Die Gäste schienen begeistert und freuten sich, eine noch so lebendige und alltagsintegrierte Spiritualität, Religiosität und Gemeinschaftlichkeit zu erfahren.
Zwischendurch wurden immer wieder mal Fragen – auch zu vielen anderen Themen – gestellt, welche von uns aufgegriffen und ausführlich behandelt wurden. Der Austausch war von gegenseitigem Respekt, Wertschätzung sowie von offener Neugier und ehrlichem Interesse geprägt.

Als der erste Workshop zu Ende ging, überlegten wir, welchen Workshop wir gerne in dieser „Freistunde“ besuchen wollen würden, da unser zweiter Workshop erst später starten würde. Doch zwei unserer christlichen Teilnehmer waren so begeistert und fasziniert, dass wir uns in einem fesselnden Gespräch dafür entschieden, den ersten Workshop einfach in der Mensa weiterzuführen.

Ein Pastor sowie zwei weitere Interessierte stießen auf Kaffee, Tee und Kuchen dazu und wir führten gemeinsam eine sehr spannende Unterhaltung über Glauben, Christentum und Islam, interreligiösen Dialog und die diverse Gesellschaft Deutschlands.
Wir verstanden uns sehr gut und fühlten uns wie Geschwister, beide Nachfahren unseres gemeinsamen prophetischen Großvaters Abraham. Dies spiegelte sich in unserer Haltung wider, welche von Nächstenliebe, Wertschätzung und Harmonie erfüllt war.

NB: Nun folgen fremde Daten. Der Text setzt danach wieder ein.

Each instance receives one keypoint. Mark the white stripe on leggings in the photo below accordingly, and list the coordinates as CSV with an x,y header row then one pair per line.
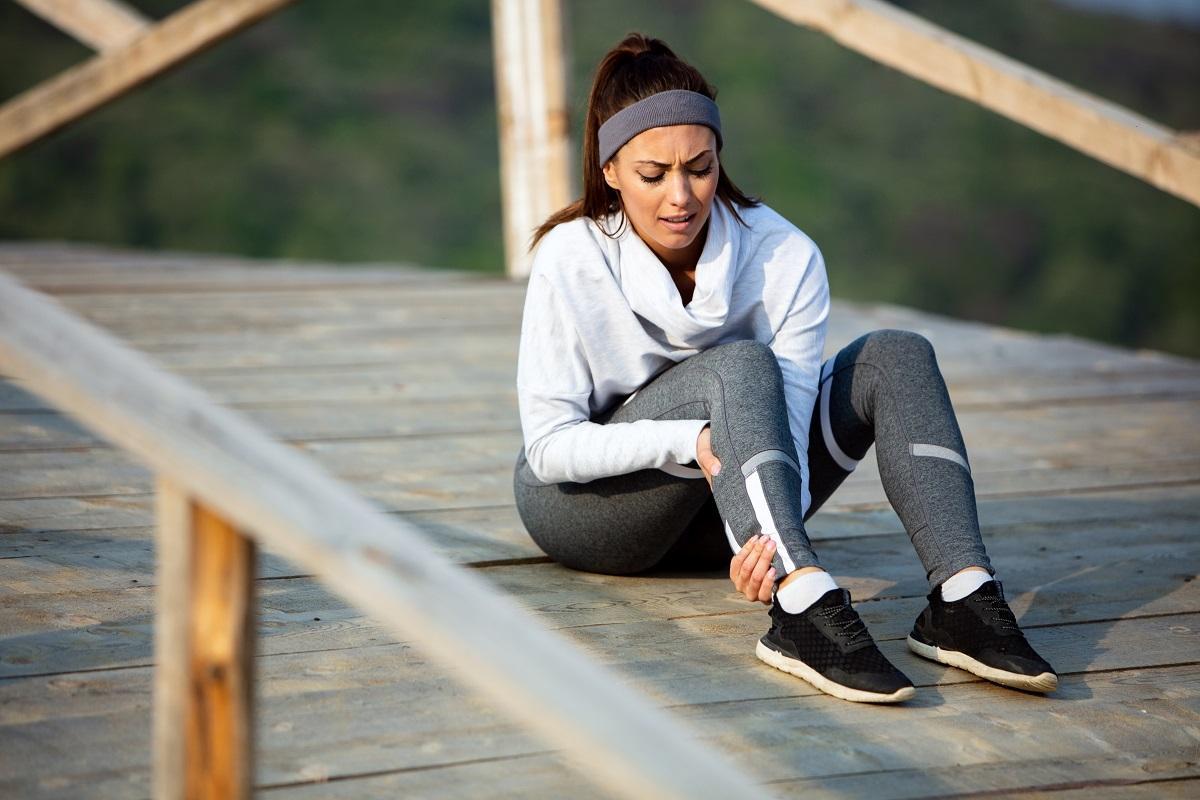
x,y
937,451
766,522
733,540
841,458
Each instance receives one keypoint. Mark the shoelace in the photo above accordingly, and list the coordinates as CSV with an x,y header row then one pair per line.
x,y
1001,617
849,624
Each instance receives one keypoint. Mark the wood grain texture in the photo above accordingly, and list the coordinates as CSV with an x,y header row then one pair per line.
x,y
100,24
204,649
84,88
376,563
1090,505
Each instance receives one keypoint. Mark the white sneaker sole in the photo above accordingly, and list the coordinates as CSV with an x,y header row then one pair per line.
x,y
801,669
1044,683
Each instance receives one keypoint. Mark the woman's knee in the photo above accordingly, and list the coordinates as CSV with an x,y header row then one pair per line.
x,y
892,348
745,359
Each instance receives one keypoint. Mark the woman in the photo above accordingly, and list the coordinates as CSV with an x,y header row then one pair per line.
x,y
673,320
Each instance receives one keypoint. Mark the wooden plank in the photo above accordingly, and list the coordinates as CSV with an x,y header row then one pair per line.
x,y
1054,576
84,88
100,24
309,737
204,650
1101,128
532,114
377,563
1110,447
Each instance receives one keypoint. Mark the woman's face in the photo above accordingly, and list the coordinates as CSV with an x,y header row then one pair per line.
x,y
664,174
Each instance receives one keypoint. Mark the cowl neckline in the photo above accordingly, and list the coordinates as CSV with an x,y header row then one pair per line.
x,y
652,293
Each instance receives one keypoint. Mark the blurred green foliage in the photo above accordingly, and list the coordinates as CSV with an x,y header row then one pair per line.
x,y
366,131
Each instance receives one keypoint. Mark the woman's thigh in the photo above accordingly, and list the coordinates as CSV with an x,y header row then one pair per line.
x,y
624,523
617,525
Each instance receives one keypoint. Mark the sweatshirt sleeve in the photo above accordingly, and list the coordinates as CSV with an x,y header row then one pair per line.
x,y
798,347
553,386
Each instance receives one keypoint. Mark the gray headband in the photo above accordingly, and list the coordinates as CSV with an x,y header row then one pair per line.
x,y
672,107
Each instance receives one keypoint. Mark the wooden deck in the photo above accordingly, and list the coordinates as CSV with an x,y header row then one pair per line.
x,y
401,382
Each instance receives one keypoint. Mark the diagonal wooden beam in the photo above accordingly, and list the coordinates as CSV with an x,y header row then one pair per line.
x,y
1103,130
82,89
100,24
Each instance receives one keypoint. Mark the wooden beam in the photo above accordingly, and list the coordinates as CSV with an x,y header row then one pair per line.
x,y
100,24
204,648
84,88
381,564
531,94
1098,127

Den zweiten Workshop später nach der Mittagspause besuchten Gäste, die wir von zuvor kannten. Sie hatten noch offene Fragen und großes Interesse und auch wir freuten uns sehr darüber, diese Neugier und Begegnungsfreude teilen und stillen zu können. Wir sprachen dieses Mal über den Islam, die weiteren Ebenen des Imans und Ihsan, aber auch über spirituelle Übungen, Bewusstsein und die Selbsterkenntnis als Voraussetzung und Weg zur Gotteserkenntnis. Der Islam, als die äußere Ebene der Handlungen auf rechtschaffende Weise. Der Iman (Glaube), als die innere Ebene des rechten Verständnisses der Glaubensaspekte. Und schließlich der Ihsan ( = schön und gut), die innerste Ebene der inneren Haltung, der Achtsamkeit und des Bewusstseins gegenüber der göttlichen Präsenz, in allem Tun und Lassen. Und wie diese Elemente miteinander in Verbindung stehen, aber auch die Praxis der Gebete, des Fastens sowie des Gottgedenkens als Stärkung dieser Achtsamkeit sowie als Anker und Erfrischungsort, als Gelegenheit dem Alltagstrudel zu entfliehen und vom weltlichen Dauerbeschall zur geistigen Ruhe und Frieden zurückzukehren, um sich zu sammeln und wieder zu besinnen – als Gelegenheit, Gott selbst auf gewisse Weise zu begegnen, sowie uns selbst. Die Relevanz der Selbsterkenntnis wurde von einem Gast nochmal betont und er verwies auf ost-asiatische sowie christliche Lehren, welche das völlige Loslösen von Ich-Bezogenheit als höchstes Ziel verstanden. Im Islam heißt es gemäß einer prophetischen Überlieferung: „Wer sich selbst erkennt, erkennt Gott“. Und diese Selbsterkenntnis, erlangt durch spirituelle und religiöse Praktiken, wird zum Tor, durch dessen Öffnung man das Göttliche selbst erfahren kann, wenn die Schleier des Ich gelüftet und das Auge des Herzens geöffnet sind. Und diese Erkenntnis Gottes, die Verbindung und Nähe zu Ihm, die Liebe, das ist es doch letztendlich, worum es in der Religion tatsächlich geht.

Treffpunkt Gott – treffender geht es nicht.
Gott als das verbindende Element zwischen verschiedenen Menschen und Traditionen.
Dieser Tag war ein weiterer Beweis, dass uns im Grunde genommen nichts trennt, sondern es im Gegenteil ein Übermaß an Elementen gibt, welche uns miteinander verbinden, sei es ein gemeinsamer Glaubens-Vater, Werte und Ethik oder der Glaube an Gott selbst. Und so wurde das Band zwischen Islam und Christentum, Muslim*innen und Christ*innen sowie Kirchen und Moscheen an diesem Tag gestärkt und der Wunsch geäußert, sich in Zukunft gegenseitig zu unterstützen, Minderheiten zu schützen und Spiritualität zu stärken sowie einen Beitrag zu leisten für gegenseitiges Verständnis und Wertschätzung, um mehr Wärme, Liebe und Frieden in die Menschen und Gesellschaft zu tragen.

Zu jeder Zeit wurden wir von unseren christlichen Gastgeber*innen und Gästen herzlich aufgenommen, respektiert und wertgeschätzt. Es war uns eine große Ehre und Freude, Teil dieser sehr schönen Veranstaltung gewesen sein zu dürfen und wir freuen uns sehr auf ein nächstes Mal!